Barely 24 hours after the Gidan Bawa horror, President Buhari’s home state, which had been at the mercy of so-called bandits, was struck by the murder of the state’s Commissioner for Science and Technology, Dr. Rabe Nasir, at his residence in Katsina metropolis. Neither the prescient SSS nor the deceased’s political protection was a shield against the tragedy, and it’s ironic that Dr. Nasir too was a former employee of the SSS and the EFCC. Nothing underlines the despondency of Nigeria’s internal security crisis than the ease with which such a professionally and politically privileged former employee of the mighty SSS was tracked and murdered. 

So, the framing of the proposed protests against insecurity in the North as one prone to hijacking by persons with “political interests” couldn’t have come from an organization with an omniscient grasp of the happenings in the country. The SSS, or DSS as unofficially known, isn’t out to protect the interest of Ms. Ahmad or any protester at all. Their priority is the security of this regime they cite the most ridiculous intelligence to protect, even though their part in derailing past protests isn’t secret. Of course, Ms. Ahmad and others know this, but they won’t want their fear so openly understood.  

The DSS has been holding dissenting Nigerians at gunpoint, but the rate at which loved ones are being buried without the reassuring words and empathy of the President drives the nation to the brink of an implosion. Unfortunately, none of the nation’s overwhelmed security institutions may be prepared to stop this eventual mass resistance to the government’s perpetual indifference to the people’s plights and disdainful silence in the face of national tragedies whenever the North uses up its hypocritical excuses for their son in the seat of power.

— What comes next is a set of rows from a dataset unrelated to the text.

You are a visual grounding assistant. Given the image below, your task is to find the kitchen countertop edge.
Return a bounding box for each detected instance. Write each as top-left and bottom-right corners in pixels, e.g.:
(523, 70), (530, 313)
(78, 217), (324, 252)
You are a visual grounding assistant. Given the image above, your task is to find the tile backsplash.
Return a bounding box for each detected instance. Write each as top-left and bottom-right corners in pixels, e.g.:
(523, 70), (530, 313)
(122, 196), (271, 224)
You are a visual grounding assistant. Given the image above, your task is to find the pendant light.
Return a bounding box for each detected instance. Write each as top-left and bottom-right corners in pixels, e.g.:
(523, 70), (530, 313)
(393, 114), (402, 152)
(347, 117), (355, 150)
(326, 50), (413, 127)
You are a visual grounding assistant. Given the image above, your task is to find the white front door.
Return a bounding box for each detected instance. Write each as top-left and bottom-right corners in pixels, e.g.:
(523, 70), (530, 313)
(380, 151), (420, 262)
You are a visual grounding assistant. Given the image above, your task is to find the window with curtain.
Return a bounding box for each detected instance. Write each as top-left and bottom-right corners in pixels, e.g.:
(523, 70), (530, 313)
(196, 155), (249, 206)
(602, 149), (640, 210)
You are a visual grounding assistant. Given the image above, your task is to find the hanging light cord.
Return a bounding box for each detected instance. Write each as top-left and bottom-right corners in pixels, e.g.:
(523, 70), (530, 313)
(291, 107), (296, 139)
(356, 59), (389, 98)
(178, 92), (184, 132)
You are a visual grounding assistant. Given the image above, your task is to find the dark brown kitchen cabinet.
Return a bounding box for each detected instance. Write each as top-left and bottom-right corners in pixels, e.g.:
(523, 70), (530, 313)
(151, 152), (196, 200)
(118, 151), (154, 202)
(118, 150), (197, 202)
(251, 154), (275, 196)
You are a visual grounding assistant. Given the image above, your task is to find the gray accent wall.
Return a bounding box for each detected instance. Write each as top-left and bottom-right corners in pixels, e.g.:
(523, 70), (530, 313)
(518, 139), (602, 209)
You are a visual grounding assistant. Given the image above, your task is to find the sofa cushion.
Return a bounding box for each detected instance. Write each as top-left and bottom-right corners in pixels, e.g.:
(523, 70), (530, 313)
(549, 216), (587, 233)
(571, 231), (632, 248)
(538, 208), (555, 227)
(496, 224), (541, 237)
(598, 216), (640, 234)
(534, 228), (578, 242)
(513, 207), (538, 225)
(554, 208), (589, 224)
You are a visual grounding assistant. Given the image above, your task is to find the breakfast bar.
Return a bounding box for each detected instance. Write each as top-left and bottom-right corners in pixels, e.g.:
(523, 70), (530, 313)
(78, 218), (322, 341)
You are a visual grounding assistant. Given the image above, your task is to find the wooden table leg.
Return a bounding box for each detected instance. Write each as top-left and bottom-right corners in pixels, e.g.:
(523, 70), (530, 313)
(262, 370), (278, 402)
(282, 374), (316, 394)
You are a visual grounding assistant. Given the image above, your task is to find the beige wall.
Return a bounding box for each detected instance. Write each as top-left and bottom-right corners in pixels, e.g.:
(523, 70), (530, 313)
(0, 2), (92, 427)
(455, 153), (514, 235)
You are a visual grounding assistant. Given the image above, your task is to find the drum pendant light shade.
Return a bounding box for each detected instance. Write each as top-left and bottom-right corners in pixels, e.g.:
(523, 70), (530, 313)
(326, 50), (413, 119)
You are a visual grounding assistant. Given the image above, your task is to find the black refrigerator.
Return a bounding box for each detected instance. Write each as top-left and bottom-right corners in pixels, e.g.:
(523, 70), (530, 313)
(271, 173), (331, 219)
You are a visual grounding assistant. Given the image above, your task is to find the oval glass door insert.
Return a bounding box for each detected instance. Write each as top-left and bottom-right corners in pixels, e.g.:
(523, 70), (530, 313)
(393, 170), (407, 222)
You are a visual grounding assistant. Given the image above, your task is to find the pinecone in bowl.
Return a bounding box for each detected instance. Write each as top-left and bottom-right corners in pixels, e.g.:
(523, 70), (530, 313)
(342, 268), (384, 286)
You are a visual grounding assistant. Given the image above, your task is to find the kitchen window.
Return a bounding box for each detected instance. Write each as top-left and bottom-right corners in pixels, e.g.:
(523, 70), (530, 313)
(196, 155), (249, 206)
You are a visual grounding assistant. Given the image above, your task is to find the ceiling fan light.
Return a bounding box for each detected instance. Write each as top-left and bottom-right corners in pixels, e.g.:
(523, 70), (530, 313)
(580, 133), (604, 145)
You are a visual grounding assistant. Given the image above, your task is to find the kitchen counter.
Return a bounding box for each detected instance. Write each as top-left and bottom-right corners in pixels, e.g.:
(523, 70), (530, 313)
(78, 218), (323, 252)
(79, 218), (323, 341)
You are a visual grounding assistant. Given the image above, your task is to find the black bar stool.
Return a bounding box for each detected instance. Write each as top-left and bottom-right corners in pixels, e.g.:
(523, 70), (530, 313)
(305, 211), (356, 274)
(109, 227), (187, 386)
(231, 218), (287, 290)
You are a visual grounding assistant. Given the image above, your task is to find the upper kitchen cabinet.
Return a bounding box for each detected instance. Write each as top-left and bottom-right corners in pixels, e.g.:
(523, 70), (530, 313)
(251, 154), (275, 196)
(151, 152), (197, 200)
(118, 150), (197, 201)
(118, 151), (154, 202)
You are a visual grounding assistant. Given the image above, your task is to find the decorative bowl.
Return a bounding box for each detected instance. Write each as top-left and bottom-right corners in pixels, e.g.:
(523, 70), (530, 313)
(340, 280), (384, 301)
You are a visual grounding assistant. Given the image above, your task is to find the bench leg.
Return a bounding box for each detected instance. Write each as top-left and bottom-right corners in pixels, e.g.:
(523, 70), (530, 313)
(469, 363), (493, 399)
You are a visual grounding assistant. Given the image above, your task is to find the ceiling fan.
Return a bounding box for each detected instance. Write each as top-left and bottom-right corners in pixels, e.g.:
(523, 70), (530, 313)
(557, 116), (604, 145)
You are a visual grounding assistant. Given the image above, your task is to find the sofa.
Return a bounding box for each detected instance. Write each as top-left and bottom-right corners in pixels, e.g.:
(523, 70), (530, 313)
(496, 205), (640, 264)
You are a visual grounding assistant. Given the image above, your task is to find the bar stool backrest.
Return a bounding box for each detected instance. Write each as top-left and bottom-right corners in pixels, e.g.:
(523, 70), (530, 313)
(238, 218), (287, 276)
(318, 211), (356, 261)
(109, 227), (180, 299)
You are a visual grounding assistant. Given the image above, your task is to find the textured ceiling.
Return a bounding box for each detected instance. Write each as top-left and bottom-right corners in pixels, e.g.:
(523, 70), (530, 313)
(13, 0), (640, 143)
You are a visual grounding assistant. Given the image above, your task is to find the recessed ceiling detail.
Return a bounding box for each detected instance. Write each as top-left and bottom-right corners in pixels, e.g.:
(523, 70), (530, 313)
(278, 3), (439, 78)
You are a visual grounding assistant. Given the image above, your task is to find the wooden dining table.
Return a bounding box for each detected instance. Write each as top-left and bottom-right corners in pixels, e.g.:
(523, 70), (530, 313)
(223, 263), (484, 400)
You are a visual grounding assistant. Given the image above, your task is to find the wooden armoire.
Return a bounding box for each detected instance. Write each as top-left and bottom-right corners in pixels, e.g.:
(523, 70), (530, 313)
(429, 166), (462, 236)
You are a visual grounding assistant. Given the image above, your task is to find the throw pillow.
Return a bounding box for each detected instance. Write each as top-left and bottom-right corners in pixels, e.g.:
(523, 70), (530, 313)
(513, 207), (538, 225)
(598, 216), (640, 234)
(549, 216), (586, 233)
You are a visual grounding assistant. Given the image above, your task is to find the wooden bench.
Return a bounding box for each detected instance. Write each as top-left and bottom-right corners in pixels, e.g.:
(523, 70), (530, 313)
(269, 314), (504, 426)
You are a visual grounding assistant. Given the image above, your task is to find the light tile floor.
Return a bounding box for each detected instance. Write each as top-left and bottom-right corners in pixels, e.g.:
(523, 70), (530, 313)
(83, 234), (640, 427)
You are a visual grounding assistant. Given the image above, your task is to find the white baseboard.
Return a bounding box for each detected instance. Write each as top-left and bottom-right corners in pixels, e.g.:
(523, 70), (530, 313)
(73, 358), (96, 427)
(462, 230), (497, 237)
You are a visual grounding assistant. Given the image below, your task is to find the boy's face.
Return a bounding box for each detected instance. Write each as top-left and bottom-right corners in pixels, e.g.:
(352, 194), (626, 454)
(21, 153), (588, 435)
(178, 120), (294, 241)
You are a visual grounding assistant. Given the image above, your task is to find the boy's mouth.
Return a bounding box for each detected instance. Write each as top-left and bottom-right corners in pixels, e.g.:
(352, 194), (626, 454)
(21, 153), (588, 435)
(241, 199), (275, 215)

Nigerians deserve to hear from the man elected to protect them. 

If the President were not from the North and Muslim, a flurry of conspiracy theories would’ve since been trending in the region, all attributing the havocs to some invidious agenda to decimate the Muslim population and territory. The North wasn’t this kind to President Goodluck Jonathan’s government. The latter was fiercely maligned and accused of sponsoring the Boko Haram to depopulate and destabilize the North, and some of the clerics who’ve now become philosophers of moderation and Buhari’s image-launderers were unforgiving in portraying Jonathan as the devil in their Al-Qunuts and mobilizing their herds against him. 

The ruins of the North today couldn’t have happened in the South without the government feeling the wrath of the people and torn apart for its failures on platforms from BBC to News24. For instance, over 1000 citizens were massacred in Zaria and the North was silent, with Buhari’s sycophantic cheerleaders even endorsing the extrajudicial killings. About 11 were killed at the Lekki tollgate in Lagos, and the deaths were even denied by pro-government propagandists, yet the world erupted in its wake. 

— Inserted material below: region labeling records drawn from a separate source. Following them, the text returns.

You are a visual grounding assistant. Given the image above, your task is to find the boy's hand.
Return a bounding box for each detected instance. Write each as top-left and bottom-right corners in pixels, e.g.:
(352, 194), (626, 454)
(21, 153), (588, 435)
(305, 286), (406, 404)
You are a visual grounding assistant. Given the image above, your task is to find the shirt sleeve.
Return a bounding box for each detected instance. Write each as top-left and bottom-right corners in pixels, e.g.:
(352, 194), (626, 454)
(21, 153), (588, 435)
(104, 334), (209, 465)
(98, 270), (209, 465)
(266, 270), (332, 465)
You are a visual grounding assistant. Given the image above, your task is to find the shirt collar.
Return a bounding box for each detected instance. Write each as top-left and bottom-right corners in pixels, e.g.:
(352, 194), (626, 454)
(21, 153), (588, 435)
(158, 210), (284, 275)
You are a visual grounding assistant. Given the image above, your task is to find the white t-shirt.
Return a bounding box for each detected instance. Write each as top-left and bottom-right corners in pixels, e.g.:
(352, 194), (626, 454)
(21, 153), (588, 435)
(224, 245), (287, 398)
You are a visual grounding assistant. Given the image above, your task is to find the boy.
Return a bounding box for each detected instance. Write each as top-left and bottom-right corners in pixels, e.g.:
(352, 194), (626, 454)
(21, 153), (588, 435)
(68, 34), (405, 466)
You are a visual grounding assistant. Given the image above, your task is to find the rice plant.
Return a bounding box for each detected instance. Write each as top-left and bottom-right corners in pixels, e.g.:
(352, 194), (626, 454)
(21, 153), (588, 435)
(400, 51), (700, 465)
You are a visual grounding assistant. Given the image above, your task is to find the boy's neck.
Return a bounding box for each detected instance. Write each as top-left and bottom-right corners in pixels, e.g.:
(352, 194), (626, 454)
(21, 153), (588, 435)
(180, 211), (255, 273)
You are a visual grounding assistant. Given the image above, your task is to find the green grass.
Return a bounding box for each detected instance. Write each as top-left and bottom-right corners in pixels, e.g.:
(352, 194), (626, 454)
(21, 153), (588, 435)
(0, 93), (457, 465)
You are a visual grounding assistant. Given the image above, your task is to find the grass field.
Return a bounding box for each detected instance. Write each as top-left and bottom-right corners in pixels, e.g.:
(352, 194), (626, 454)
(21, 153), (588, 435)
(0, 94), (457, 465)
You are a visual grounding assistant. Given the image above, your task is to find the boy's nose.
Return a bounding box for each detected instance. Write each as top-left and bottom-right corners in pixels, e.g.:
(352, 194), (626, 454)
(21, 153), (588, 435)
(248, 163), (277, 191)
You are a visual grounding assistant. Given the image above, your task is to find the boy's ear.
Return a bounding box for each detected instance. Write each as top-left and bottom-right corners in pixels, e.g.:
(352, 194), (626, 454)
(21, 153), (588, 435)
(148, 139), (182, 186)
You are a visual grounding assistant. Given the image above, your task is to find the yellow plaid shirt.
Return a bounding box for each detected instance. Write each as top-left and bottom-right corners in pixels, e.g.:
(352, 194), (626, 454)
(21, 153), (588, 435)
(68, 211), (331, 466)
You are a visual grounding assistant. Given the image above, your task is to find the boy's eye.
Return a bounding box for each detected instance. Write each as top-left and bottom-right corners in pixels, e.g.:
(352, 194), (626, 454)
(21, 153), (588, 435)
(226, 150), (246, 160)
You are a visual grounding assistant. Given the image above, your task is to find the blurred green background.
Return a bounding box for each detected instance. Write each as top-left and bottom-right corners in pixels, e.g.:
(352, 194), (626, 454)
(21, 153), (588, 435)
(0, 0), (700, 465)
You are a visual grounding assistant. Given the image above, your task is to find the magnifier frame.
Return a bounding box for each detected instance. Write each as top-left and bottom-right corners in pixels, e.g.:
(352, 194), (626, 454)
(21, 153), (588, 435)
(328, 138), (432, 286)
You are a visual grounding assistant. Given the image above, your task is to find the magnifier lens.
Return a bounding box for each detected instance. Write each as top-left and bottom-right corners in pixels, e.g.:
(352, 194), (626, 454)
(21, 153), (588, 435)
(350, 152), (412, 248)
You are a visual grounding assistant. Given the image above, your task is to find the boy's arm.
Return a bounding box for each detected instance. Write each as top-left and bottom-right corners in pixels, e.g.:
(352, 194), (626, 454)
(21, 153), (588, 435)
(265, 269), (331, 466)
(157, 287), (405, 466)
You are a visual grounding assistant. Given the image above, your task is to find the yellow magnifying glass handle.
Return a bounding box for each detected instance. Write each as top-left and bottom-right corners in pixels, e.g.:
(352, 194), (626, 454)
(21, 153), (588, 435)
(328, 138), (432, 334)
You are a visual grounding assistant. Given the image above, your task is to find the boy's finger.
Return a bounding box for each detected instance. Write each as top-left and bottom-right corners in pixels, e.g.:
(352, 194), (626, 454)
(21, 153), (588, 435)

Yet, as Buhari’s grief-stricken political stronghold rages, and with a handful of them mobilizing to protest, a cause already compromised, the Commander-in-Chief wasn’t compelled to appear on TV and address the nation or even visit the affected communities to assure them that there’s indeed someone in charge of the country. He chose an invitation to Lagos to honour the public presentation of his political ally Bisi Akande’s memoir. It didn’t matter to him that in nearby Burkina Faso, the Prime Minister had resigned following protests over poor handling of his country’s security. Buhari’s confidence in the DSS and other repressive security institutions to preserve his regime has to be the explanation for his trademark indifference.  

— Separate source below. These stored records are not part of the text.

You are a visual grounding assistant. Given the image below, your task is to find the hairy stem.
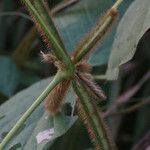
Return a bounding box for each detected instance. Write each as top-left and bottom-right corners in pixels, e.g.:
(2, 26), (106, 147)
(22, 0), (74, 75)
(0, 72), (67, 150)
(72, 81), (115, 150)
(73, 0), (122, 63)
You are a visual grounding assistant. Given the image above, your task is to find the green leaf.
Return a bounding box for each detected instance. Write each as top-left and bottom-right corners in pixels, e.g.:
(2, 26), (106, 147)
(107, 0), (150, 80)
(0, 79), (76, 150)
(54, 0), (132, 65)
(0, 57), (20, 96)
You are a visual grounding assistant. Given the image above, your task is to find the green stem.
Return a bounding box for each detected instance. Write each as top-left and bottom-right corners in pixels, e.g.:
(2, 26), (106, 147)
(72, 81), (115, 150)
(0, 72), (66, 150)
(22, 0), (74, 75)
(73, 0), (123, 63)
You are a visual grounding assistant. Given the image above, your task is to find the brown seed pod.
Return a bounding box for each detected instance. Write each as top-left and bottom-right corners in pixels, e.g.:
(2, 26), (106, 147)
(76, 97), (100, 150)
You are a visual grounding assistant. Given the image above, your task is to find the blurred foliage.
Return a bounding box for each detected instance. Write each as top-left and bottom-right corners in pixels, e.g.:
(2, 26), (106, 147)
(0, 0), (150, 150)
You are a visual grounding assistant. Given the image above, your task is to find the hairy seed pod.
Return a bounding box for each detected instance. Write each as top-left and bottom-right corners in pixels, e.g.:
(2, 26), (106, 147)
(77, 72), (106, 100)
(44, 80), (70, 115)
(76, 97), (100, 150)
(76, 60), (92, 73)
(76, 97), (116, 150)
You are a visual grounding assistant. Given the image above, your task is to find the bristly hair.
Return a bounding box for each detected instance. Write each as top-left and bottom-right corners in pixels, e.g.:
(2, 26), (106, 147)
(76, 72), (106, 101)
(76, 97), (100, 150)
(72, 8), (118, 63)
(44, 80), (70, 115)
(76, 97), (116, 150)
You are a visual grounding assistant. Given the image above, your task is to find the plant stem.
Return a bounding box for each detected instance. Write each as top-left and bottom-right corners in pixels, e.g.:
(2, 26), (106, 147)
(22, 0), (74, 75)
(0, 72), (66, 150)
(73, 0), (123, 63)
(72, 81), (115, 150)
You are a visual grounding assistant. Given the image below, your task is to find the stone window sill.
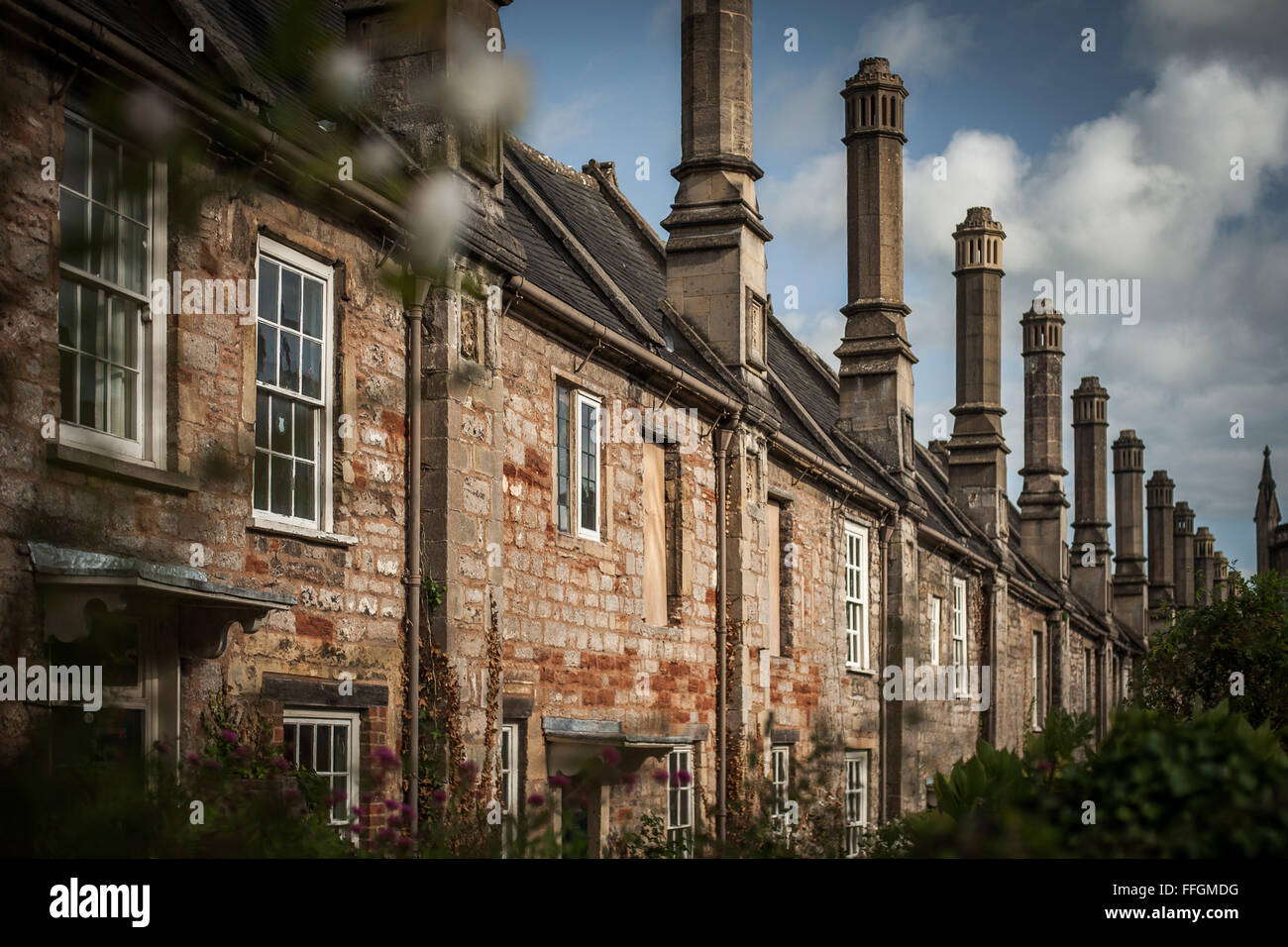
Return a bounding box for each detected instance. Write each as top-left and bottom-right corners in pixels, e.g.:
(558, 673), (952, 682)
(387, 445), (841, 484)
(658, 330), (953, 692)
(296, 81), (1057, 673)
(246, 517), (358, 546)
(845, 665), (877, 678)
(46, 441), (198, 493)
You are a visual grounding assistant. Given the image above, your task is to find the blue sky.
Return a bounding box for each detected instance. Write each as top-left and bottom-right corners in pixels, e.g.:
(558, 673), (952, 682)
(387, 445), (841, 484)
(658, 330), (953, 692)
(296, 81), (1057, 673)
(501, 0), (1288, 577)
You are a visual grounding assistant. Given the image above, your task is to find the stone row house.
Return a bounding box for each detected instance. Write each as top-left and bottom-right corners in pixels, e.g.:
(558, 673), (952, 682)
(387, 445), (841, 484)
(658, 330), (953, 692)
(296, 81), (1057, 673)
(0, 0), (1216, 854)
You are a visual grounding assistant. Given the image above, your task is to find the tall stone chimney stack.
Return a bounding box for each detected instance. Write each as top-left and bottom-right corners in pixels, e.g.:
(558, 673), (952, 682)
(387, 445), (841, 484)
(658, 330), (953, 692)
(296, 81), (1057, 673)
(1145, 471), (1176, 616)
(948, 207), (1012, 539)
(1069, 376), (1112, 613)
(1172, 500), (1194, 608)
(1194, 526), (1216, 605)
(1017, 299), (1069, 582)
(1115, 429), (1149, 635)
(1252, 445), (1279, 575)
(662, 0), (772, 411)
(836, 56), (917, 476)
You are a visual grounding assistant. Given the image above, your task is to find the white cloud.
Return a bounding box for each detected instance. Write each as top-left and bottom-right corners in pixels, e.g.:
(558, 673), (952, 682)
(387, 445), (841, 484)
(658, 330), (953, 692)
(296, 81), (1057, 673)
(859, 3), (975, 76)
(523, 90), (606, 155)
(756, 149), (845, 249)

What, also, the DSS operatives and their colleagues at other organizations don’t seem to acknowledge is that the poor governance they seem to sustain on the pretext of neutralizing national security threats won’t spare them when the table ever turns against them. Bad governance, as I’ve always said, is like a stray bullet; it doesn’t discriminate. The tragic murder of Dr Rabe Nasir, who had enjoyed protection as an SSS and EFCC employee before becoming a top political office-holder in Katsina state, mirrors this Nigerian story more frighteningly.